Dès le début de son mandat, en 2018, la femme politique s’est démarquée du statu quo en refusant de se conformer à des mœurs qui ne correspondaient pas à ses valeurs. C’est ainsi que cette année-là, Dorion avait fait les manchettes en raison de son habillement non-traditionnel que plusieurs disaient inadéquat. Portant une tuque et des Doc Martens à l’Assemblée nationale, elle avait dit, afin de justifier cette décision, que « Je m’habille pour me sentir moi, pour ne pas me sentir déguisée. » Quelques mois plus tard, à l’occasion de l’Halloween, elle répond à ses détracteurs et détractrices en publiant une photo d’elle-même habillée en vraie députée.

elle critique les fondements même du système démocratique québécois.

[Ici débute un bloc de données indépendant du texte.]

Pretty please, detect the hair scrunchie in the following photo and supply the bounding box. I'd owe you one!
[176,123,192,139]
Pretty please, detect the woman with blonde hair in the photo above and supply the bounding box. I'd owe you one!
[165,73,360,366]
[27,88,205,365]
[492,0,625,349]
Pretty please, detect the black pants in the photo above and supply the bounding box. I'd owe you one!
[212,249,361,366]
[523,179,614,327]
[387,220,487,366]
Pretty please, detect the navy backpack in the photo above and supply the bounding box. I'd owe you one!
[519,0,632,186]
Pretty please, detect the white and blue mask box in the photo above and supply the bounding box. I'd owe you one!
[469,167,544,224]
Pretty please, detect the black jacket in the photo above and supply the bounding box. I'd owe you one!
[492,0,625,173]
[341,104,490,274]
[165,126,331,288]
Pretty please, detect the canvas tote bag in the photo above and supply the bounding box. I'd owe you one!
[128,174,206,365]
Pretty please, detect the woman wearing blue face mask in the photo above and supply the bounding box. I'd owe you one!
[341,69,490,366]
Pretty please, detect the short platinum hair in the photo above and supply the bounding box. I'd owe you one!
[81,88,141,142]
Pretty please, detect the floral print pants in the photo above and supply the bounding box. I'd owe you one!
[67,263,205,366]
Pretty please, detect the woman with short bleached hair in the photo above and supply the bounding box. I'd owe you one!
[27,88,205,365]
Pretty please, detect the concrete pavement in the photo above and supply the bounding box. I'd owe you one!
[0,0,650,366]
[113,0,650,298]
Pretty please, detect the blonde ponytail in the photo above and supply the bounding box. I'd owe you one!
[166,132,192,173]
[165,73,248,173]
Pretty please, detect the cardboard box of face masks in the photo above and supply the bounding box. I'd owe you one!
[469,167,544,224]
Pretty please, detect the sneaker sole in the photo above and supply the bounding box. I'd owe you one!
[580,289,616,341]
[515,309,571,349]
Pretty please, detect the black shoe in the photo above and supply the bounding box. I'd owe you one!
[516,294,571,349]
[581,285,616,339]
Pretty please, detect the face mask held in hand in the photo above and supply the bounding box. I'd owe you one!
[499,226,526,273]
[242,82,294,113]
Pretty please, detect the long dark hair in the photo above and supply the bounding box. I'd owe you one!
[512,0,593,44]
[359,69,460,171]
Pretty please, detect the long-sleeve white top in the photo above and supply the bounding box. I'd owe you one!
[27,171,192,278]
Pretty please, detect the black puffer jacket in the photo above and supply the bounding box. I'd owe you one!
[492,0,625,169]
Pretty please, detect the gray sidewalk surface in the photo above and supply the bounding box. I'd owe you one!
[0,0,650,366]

Un geste aussi banal que se vêtir est, par le fait même, devenu un geste de revendication politique. En effet, Dorion a réussi à montrer, peut-être sans le vouloir, que la crédibilité d’un individu ne repose pas dans la façon dont celui-ci s’habille, mais plutôt dans ses habiletés et compétences.

Contester l’ordre établi

Dans le discours où elle annonçait sa décision, Dorion a mentionné que « L’Assemblée nationale est une institution extrêmement contraignante, avec des cadres rigides, vieux, passés date, qui rend toute liberté de parole et tout mouvement populaire et politique difficile d’expression dans ce monde-là ». Elle a également expliqué que le système permet à quelques personnes prennent l’ensemble des décisions. En d’autres termes, elle critique les fondements même du système démocratique québécois. Elle a, par la suite, ajouté que l’Assemblée nationale a besoin « que des antisystèmes, que des anticonformistes, que des gens qui veulent brasser le pommier y aillent à l’intérieur et le remettent en question, aussi, à l’extérieur. »

Au fond, ce que Dorion a fait durant ses quatre années de mandat, c’est contester l’ordre établi, clamer le droit de rêver à quelque chose de mieux, montrer que c’est possible de faire les choses différemment. Que l’on soit en accord ou non avec ses façons de faire, la députée-poète a osé, dans un Québec parfois résistant aux changements, incarner une vision libérée et humaniste de la politique.

Entre naïveté et utopie

Bien que je puisse saisir, peut-être mieux que quiconque, que l’on puisse désirer changer le système de l’intérieur, il reste qu’il aurait été surprenant que Dorion réussisse à le faire d’elle-même. Toutefois, il semble certain qu’elle ouvre la voie à d’autres personnes qui, comme elle, pourraient être tentées de brasser les assises sur lesquelles est construite l’Assemblée nationale.

À mon avis, la prise de parole de Dorion, par rapport à la chute de la démocratie au Québec, est plus qu’importante. Cependant, j’aurais aimé qu’elle ait le courage de ses ambitions et qu’elle le fasse plus tôt dans son mandat. Qu’elle martèle le peuple avec son indignation. Qu’elle exprime sa colère qui est plus que justifiée.

Même si je suis loin d’être une fervante défenderesse des institutions démocratiques, j’avoue tout de même que la présence d’une militante telle que Catherine Dorion au sein de l’une de celles-ci me donne espoir pour la suite des choses. Après tout, il y a 50 ans, voire 25, je ne pense pas qu’une femme aux opinions aussi tranchées aurait pu se tailler une place dans le boys club qu’est l’Assemblée nationale.